Possiamo solo immaginare come possa essere devastante un’onda di uno tsunami alta duecentocinquanta metri.
Non è il soggetto di un film catastrofico, ma ciò che è realmente accaduto, secondo alcuni scienziati, 73 mila anni fa quando il versante orientale del vulcano dell’isola di Fogo (Capo Verde) collassò in mare.
La colossale onda che si formò, si spinse fino all’isola di Santiago distante trenta miglia: qui, una volta infranta contro il bordo roccioso dell’isola, scaraventò al suo interno enormi massi come quello visibile nella foto in basso.
Gli scienziati, analizzando queste rocce, hanno stabilito che hanno tutte la stessa medesima età geologica e che, quindi, siano state spinte all’interno dell’isola ( fino a più di mezzo chilometro) da un unico evento che avrebbe avuto la potenza necessaria per spostarle come, appunto, lo tsunami causato dal crollo dell’isola di Fogo.
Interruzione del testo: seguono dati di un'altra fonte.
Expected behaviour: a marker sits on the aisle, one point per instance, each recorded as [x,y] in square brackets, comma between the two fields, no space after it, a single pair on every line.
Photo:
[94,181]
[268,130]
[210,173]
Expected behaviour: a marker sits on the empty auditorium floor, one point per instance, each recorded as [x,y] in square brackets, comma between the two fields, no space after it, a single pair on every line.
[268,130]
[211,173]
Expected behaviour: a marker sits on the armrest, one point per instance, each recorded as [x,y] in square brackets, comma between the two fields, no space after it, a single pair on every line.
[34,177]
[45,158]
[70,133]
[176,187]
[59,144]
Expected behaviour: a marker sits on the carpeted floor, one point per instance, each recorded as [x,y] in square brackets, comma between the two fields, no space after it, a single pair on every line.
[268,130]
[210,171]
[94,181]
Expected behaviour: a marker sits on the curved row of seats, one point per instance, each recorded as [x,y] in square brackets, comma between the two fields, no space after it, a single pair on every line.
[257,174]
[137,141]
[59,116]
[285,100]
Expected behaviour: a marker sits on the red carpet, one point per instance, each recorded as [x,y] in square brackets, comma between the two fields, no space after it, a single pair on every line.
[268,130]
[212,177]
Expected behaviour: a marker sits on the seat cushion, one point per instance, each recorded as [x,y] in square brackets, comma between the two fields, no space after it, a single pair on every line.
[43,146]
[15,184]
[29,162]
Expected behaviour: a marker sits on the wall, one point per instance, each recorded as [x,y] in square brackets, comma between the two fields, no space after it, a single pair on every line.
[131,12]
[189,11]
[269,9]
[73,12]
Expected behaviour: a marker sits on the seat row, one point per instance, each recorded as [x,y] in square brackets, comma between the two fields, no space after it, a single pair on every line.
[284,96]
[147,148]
Eventi di questo genere sono fortunatamente rarissimi, ma non impossibili: lo stesso vulcano del’isola di Fogo è tutt’ora attivo (l’ultima eruzione risale al 1995).
In Italia, sotto la superficie del Tirreno meridionale, a 140 chilometri dal nord della Sicilia ed a 150 chilometri ad ovest della Calabria, vi è il più esteso vulcano attivo d’Europa: il Marsili.
È considerato potenzialmente pericoloso per la possibilità di generare catastrofici maremoti e conseguenti tsunami.
Forse sarebbe il caso di rivedere il progetto del ponte sullo Stretto.
Anzi, sarebbe il caso di non costruirlo mai.